こちらの記事は単なる炎上商法だと考えているが、ベビーカーに関するこういった話題はよく目にするし、口論や暴力に発展することも度々あるようだ。

議論の中で決まって目にするのは
「ラッシュの時間帯は電車に乗らなければ良い。」
「ベビーカーを使わなければいい。自分の責任で産んだんだから楽しようとして他人に迷惑をかけるな。」
「混雑する時間帯ならばタクシーなどで行動すればいい。」
というようなものだ。

公共スペースでの出来事なので、杖をつく人も、ベビーカーを押す人にも配慮は求められる。それはもちろん当たり前の話だ。電車の椅子で横になっているのは明らかにマナー違反だというのと同じ話である。人それぞれにゆだねられるその配慮がどこまでされるべきなのか、それが曖昧なため問題になるのだろう。

指摘の通りに行動していれば、この事件は引き起こされることは無かったかもしれない。でもそれはおそらく一時的な話であって、盲目の人やベビーカーを押す人がピーク時に駅を利用することを禁止しても似たような事件は起きる。混雑した駅で杖を蹴る人が閑散とした駅で同様のことをしないとは限らず、自分に不都合がなくともベビーカーを邪魔だと言う人は一定数いるからだ。

限られた共有スペースでは道幅が狭くなるなど物理的不都合は生じる。だからといって白杖をついて歩いている人が周りの人々と同じペースで歩くことはできない。出来たとしても違った危険を招く。ベビーカーはいくら畳んでもそれ以上の面積を減らすことは出来ない。おんぶをしたって、子ども一人分の面積はとる。
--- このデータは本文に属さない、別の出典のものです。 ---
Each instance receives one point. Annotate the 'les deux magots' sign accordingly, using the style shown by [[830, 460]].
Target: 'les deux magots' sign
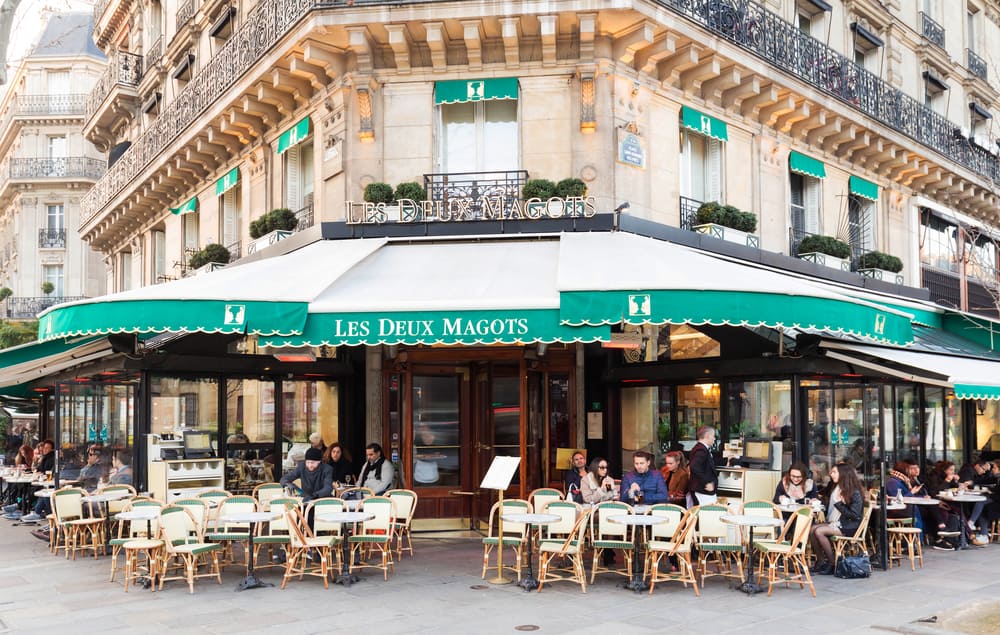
[[459, 209]]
どれだけ配慮しても泣き出すかもしれない。

権利を制限することは迷惑をかける可能性の排除するということだ。その果てには「生まれてこなければ、誰にも迷惑はかけない。だから産むな。」という思想がないだろうか。こういった考えは行き過ぎた自然主義と同様で、現代の問題に解決をもたらさないし、社会を息苦しくする。
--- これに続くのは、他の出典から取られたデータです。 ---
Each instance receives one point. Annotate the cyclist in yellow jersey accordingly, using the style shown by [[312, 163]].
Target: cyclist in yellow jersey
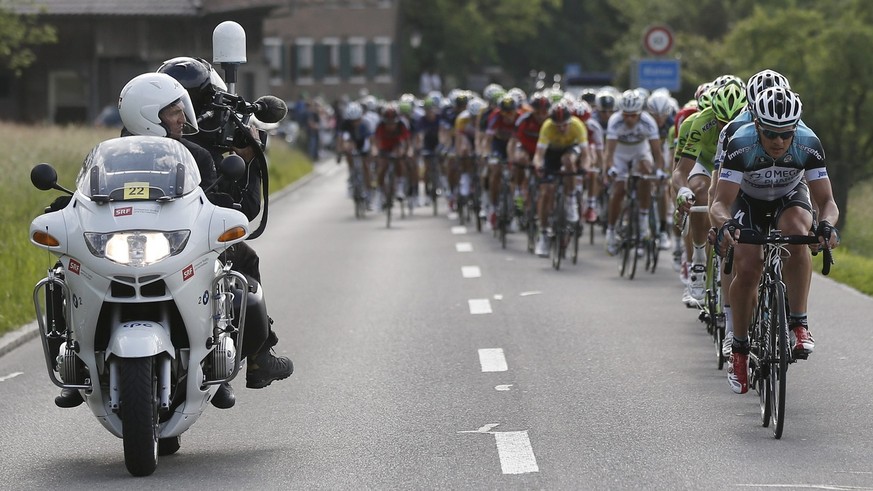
[[563, 143]]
どちらの事例も、お互いの不都合はあるものの、権利のレベルでは何もぶつかっていないように思える。ただ自分の使っていないものを使っている人を見て、「あの人は権利を振りかざしている、私は周りに迷惑をかけていないのに!」と、嫉妬している様にすら、私にはみえる。

この嫉妬は、口に出した時、「悪意」に変わる。

人に悪意をぶつけたいという欲求はおそらく、誰にでもあることだ。社会の中には他人の悪意が潜んでいて、それはルールやマナー、権利とは関係なく突然自分に向かってくることがあるのだ。

子どもができて、よく思うことがある。それは今お腹の中にいる子は、少しでも現実が変わっていたら生まれてこないはずだったかもしれないということだ。それが、なぜだかたった今、ツマのお腹の中にいて、内側からツマのお腹を蹴っている。全部「たまたま」のことなんじゃないかと。
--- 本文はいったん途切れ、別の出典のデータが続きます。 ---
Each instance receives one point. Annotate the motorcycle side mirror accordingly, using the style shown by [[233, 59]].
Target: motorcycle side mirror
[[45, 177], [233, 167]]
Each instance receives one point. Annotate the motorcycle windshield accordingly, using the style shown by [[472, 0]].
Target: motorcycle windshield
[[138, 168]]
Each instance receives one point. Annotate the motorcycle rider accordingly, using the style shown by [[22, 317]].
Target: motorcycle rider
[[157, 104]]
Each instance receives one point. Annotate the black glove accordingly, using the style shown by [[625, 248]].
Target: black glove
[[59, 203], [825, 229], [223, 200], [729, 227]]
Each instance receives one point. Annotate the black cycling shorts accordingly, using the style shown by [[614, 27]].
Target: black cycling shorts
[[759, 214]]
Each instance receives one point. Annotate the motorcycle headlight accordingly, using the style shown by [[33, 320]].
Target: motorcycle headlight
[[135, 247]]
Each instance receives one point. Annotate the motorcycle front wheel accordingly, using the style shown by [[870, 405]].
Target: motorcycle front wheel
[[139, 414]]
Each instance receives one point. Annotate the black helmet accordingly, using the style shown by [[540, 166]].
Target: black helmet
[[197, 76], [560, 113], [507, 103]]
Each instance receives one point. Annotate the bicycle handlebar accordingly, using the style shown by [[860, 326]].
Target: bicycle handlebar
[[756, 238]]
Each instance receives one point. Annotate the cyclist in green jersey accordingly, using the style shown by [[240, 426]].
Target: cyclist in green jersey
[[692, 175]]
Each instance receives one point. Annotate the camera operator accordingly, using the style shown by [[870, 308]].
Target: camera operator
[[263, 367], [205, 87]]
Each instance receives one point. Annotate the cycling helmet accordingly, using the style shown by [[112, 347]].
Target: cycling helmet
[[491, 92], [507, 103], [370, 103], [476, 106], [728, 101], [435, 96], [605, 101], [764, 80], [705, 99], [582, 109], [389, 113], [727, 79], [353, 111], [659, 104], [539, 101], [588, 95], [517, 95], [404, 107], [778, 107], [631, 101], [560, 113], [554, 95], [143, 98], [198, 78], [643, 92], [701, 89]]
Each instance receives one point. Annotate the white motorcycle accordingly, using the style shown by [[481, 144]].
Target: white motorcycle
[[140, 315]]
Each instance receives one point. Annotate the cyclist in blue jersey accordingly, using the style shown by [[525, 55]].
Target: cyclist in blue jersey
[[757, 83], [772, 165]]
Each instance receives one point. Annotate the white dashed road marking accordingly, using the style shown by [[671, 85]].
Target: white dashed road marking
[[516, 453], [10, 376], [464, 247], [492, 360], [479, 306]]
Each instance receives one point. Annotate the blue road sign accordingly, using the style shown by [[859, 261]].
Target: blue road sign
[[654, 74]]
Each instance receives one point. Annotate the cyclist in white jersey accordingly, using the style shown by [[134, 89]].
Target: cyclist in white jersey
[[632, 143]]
この連載も子どもが産まれるのを前提に書いているが、そもそもまだ産まれるかわからないし、生まれたとしても健康な子とは限らない。でもそれも「たまたま」が決めることであって、何も選べないのである。子どもが産まれたら、どんなことがあろうと受け入れなければいけない。親として最善を尽くした上でも、やはり子どもはたまたまが授けてくれる、わからなさを孕んだ「他人」なのだ。

自分の人生は思っているより自分の意思に左右されてはいないのだ。それを忘れると、他人の人生に想像力がはたらかなくなり、無用な悪意を他人に向けてしまうことになる。

子育てや夫婦に限らず、他人と生きることは全て、何が起こるかわからない未来の、そのわからなさを愛せなければやっていけないんじゃないか。そんな風に思うのである。

公共スペースが大きな意味での社会なら、家族内は小さな社会だ。どちらも想像力が欠けていたら、生きづらい。思いやりが社会を円滑にすると言い換えてもいい。他人と生きる中では、権利を主張するだけが自分のためになるんじゃないことを忘れずに過ごしたいと思う。